Redundant Connection

In this problem, a tree is an undirected graph that is connected and has no cycles.

The given input is a graph that started as a tree with N nodes (with distinct values 1, 2, ..., N), with one additional edge added. The added edge has two different vertices chosen from 1 to N, and was not an edge that already existed.

The resulting graph is given as a 2D-array of edges. Each element of edges is a pair [u, v] with u < v, that represents an undirected edge connecting nodes u and v.

Return an edge that can be removed so that the resulting graph is a tree of N nodes. If there are multiple answers, return the answer that occurs last in the given 2D-array. The answer edge [u, v] should be in the same format, with u < v.

Example 1:

Input: [[1,2], [1,3], [2,3]]
Output: [2,3]
Explanation: The given undirected graph will be like this:
  1
 / \
2 - 3

Example 2:

Input: [[1,2], [2,3], [3,4], [1,4], [1,5]]
Output: [1,4]
Explanation: The given undirected graph will be like this:
5 - 1 - 2
    |   |
    4 - 3

Note:

The size of the input 2D-array will be between 3 and 1000.

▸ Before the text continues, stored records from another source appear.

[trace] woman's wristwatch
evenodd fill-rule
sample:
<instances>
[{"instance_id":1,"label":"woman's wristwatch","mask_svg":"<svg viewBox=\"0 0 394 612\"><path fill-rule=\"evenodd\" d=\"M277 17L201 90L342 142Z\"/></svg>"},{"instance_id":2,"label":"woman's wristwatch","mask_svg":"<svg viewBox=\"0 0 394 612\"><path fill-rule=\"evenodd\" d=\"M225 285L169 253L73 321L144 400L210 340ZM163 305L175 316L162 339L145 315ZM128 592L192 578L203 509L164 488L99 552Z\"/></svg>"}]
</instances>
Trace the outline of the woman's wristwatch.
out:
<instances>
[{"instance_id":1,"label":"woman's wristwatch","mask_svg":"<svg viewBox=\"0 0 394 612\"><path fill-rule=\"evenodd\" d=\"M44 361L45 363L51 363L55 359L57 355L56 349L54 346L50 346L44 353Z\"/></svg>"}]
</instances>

Every integer represented in the 2D-array will be between 1 and N, where N is the size of the input array.

class Solution {
    public int[] findRedundantConnection(int[][] edges) {
        HashMap<Integer, Integer> parent = new HashMap<>();
        for (int i = 1; i <= edges.length; i++)
            parent.put(i, i);

        for (int[] edge : edges) {
            int from = edge[0], to = edge[1];
            int fromParent = findTopParent(parent, from);
            int toParent = findTopParent(parent, to);
            if (fromParent == toParent)
                return edge;
            parent.put(fromParent, toParent);
        }

        return null;
    }

    private int findTopParent(HashMap<Integer, Integer> parent, int node) {
        while (node != parent.get(node))
            node = parent.get(node);
        return node;
    }
}